Fighting Rape Culture: Real Tips

Note: Original post written on September 5, 2014.
The new academic year has started and once again students are attending seminars on staying safe on campus. These orientation workshops typically focus on tips for women like: “Take control of your online life;” “Make others earn your trust;” “If you see something, say something;” “Be aware & stay alert;” “Make plans & be prepared;” “Party smart;” “Be a good friend;” “Stick together in groups.”
I’m sure all of this is good advice, but it misses what I have come to see as the crux of the matter: Teaching girls and women that if they just try hard enough they can avoid sexual assault places responsibility for rape on the shoulders of targets and potential targets rather than on the shoulders of perpetrators and of political and cultural power-brokers.
As a parent and an educator, I feel obligated to tell my children and students the real truth: Rape is a weapon used to amass, exert and enforce power. It has nothing to do with the behavior or attitude or psychology or sociability or preparedness or intelligence or skirt length or alcohol use of particular girls and women.
Here are the real “tips” that our children and students need to know.

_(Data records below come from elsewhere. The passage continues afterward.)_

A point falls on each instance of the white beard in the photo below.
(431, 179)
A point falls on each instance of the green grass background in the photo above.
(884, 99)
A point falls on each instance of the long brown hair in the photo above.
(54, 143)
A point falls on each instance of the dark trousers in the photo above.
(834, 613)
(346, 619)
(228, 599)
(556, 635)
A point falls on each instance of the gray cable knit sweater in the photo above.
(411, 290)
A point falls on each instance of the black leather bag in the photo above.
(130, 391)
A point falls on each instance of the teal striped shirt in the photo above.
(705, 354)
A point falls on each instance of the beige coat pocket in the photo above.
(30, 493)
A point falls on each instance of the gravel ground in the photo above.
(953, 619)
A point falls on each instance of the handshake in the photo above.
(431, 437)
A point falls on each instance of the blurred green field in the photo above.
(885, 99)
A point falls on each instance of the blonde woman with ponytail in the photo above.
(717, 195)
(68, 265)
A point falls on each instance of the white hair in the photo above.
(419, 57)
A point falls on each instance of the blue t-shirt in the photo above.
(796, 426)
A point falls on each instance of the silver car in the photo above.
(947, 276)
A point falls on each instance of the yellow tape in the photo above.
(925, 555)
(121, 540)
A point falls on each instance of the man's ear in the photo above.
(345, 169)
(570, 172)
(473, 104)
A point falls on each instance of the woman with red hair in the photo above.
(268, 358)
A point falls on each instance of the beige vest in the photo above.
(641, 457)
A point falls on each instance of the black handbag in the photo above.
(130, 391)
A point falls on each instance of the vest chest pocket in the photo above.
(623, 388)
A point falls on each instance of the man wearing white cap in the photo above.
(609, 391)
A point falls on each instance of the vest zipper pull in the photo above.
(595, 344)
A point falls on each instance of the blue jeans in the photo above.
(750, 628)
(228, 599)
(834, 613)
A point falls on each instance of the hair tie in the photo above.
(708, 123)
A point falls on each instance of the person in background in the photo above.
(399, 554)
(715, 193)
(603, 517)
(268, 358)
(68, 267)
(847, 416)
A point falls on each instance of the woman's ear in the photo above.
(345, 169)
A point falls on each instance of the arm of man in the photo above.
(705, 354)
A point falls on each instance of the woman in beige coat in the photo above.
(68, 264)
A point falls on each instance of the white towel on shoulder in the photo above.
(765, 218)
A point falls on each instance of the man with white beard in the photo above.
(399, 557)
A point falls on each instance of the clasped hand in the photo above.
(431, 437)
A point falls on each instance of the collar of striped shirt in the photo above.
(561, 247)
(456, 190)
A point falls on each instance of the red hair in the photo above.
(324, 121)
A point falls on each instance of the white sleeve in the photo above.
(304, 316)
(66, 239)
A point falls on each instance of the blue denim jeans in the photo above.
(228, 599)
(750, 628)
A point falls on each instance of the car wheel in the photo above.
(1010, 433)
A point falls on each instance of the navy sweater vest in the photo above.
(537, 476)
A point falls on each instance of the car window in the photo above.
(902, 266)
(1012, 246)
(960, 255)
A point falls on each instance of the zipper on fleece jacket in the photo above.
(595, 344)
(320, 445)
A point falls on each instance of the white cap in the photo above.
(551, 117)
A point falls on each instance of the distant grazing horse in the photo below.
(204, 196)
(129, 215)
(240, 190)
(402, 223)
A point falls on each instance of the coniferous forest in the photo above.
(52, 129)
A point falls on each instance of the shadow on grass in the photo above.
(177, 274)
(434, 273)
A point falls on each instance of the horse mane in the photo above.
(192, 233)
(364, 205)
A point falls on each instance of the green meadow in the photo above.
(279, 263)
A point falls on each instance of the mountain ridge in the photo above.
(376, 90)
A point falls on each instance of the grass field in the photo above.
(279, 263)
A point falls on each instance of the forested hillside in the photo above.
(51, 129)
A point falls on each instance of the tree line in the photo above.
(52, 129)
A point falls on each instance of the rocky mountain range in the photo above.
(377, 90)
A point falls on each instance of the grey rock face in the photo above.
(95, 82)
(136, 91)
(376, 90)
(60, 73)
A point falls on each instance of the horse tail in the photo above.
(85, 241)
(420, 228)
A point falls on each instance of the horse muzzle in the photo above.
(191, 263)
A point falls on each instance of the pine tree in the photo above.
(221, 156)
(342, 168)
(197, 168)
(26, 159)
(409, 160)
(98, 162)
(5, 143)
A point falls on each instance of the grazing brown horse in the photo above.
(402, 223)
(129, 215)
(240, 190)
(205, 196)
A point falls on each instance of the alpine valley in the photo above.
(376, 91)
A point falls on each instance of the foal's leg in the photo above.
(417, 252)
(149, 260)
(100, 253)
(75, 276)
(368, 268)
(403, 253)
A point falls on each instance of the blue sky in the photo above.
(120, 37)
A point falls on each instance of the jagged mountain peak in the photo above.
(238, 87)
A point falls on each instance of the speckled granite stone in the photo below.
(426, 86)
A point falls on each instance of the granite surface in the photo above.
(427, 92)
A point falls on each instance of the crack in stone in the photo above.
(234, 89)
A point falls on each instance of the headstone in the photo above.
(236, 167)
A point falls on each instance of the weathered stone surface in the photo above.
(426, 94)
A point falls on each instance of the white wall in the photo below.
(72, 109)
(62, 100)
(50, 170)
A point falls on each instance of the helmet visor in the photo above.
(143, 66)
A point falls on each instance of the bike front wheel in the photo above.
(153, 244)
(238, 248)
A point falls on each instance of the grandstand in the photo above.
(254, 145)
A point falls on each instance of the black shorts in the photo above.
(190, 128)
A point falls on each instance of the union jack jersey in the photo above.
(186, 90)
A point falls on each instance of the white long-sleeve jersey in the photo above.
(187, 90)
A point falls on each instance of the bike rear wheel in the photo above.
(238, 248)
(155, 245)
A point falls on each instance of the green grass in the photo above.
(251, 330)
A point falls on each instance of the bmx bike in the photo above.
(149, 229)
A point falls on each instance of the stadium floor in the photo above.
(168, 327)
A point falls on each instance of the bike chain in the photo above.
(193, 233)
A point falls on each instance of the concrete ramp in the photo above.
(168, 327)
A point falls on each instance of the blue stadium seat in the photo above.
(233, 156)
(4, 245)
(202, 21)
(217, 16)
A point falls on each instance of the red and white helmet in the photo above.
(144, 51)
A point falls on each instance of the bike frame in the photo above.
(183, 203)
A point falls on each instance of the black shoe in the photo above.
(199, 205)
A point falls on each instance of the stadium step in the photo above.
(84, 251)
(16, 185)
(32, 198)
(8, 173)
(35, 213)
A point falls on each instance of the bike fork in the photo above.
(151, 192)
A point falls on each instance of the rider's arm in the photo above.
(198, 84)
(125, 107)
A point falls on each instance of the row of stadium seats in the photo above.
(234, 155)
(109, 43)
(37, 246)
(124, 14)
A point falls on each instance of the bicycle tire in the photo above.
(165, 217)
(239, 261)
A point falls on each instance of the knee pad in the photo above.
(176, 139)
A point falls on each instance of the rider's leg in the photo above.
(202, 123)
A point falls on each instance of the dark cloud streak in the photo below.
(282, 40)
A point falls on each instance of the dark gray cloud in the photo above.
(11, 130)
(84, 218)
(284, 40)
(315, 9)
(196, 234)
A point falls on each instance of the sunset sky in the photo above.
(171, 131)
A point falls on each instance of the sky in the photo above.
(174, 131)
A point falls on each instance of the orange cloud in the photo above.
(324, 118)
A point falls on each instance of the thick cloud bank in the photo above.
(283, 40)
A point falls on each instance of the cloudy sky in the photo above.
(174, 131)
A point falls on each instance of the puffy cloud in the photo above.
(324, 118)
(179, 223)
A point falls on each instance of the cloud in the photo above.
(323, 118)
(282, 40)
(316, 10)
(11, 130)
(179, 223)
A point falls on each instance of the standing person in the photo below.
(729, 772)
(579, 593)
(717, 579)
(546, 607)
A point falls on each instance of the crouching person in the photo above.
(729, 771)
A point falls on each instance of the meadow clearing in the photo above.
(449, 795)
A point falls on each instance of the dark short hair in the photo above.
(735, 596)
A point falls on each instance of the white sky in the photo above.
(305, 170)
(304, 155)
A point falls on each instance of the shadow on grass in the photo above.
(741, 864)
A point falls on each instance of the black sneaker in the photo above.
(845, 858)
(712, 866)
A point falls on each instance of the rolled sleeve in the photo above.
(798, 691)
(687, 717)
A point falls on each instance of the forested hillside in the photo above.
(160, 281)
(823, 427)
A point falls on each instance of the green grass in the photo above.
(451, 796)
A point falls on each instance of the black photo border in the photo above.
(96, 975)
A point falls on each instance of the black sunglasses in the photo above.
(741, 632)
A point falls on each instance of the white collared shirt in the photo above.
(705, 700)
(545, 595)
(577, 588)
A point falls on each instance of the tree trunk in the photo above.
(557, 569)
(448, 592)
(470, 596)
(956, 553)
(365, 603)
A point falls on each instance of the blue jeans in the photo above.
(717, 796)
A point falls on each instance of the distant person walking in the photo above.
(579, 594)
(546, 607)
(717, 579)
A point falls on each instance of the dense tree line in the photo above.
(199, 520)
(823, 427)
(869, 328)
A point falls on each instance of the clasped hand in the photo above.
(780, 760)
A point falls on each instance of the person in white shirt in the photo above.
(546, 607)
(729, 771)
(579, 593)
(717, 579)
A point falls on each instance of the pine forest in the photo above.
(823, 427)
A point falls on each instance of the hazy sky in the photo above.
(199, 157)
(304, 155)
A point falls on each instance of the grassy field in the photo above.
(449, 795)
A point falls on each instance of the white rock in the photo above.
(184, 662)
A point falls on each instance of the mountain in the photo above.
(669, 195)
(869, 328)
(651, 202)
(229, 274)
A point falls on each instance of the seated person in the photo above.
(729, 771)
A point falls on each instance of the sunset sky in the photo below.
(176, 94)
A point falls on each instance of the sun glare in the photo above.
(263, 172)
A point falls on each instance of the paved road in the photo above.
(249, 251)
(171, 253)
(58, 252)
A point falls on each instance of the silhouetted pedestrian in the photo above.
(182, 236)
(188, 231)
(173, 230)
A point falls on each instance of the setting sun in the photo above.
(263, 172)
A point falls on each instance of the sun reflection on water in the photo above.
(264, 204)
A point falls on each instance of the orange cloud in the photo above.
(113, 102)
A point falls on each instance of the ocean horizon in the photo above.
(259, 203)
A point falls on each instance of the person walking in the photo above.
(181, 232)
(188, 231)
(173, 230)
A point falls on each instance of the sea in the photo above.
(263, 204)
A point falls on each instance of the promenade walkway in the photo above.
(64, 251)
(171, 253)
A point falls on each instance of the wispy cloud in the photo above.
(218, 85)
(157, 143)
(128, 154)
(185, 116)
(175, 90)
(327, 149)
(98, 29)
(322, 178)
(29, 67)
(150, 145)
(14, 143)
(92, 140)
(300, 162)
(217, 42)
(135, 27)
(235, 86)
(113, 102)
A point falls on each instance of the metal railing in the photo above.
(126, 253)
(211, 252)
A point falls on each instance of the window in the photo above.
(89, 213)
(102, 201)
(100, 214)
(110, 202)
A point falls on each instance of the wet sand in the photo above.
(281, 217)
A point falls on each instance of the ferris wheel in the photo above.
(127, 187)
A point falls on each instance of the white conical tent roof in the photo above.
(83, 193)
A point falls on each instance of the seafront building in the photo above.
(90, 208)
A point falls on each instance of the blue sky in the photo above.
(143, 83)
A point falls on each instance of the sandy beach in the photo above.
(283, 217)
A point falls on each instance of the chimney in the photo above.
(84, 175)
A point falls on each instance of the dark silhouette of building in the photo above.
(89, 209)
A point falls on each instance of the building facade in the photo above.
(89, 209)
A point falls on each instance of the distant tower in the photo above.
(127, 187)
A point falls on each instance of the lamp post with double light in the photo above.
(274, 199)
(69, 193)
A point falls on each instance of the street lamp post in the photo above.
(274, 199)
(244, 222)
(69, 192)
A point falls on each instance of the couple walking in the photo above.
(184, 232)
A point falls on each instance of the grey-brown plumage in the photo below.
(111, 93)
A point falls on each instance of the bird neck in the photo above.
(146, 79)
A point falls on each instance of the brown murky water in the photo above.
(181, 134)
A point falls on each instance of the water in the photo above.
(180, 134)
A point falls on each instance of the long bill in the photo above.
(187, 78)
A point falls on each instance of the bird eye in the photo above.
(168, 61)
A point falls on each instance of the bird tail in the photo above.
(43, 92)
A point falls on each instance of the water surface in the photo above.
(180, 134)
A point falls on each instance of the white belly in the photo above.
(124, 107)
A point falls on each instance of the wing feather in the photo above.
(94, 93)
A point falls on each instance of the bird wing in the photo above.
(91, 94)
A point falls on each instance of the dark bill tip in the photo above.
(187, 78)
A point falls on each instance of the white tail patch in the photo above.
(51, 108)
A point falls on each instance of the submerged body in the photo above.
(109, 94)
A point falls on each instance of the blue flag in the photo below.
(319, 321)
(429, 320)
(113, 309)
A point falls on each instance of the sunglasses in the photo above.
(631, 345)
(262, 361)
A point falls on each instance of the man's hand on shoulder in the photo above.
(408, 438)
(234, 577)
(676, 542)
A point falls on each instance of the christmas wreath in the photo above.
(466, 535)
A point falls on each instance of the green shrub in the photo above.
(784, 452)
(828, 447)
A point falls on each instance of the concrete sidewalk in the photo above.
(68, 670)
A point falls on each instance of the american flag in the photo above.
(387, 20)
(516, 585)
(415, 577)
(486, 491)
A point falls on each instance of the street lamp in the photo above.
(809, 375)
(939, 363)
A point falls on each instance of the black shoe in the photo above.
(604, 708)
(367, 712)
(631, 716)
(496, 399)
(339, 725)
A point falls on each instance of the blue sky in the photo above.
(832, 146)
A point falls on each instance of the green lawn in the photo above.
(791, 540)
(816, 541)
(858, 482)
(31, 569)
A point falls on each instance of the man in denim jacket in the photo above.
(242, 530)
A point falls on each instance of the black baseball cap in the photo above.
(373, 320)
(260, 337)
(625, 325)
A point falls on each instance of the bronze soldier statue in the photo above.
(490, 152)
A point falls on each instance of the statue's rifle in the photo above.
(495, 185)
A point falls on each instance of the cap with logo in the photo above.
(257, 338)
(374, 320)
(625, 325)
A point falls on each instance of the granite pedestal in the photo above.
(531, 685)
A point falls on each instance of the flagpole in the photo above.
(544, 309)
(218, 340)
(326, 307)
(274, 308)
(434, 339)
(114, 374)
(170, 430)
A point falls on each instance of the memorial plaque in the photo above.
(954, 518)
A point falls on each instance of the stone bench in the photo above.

In 2012 there was (brief) international outrage over the brutal gang-rape of a student on a Delhi bus in 2012. This was far from an isolated incident. Women and girls in India are raped on buses, in schools, in bathrooms and at home. They are raped in the context of inter-religious, inter-ethnic and inter-caste violence. They are raped for being educated and they are raped for being uneducated. According to a recent International Men and Gender Equality Survey, nearly one in four Indian men has committed sexual violence at some point in their lives. Rape in India must properly be seen in the context of femicide: The gender ratio in India is at its most unbalanced since 1947, with 1000 boys for every 927 girls. The “missing girls” are eliminated through selective abortion, infanticide, abandonment, preferential feeding of male children and adults, through torturing or killing young married women for their dowries. Tip #1: Politely thank your university or community for rape crisis hotlines and for those shiny whistles they give you so that you can make a scary noise when you are assaulted. And then insist that they invest in educating and socializing men about women’s humanity and that they put significant resources into ending gender violence at its source.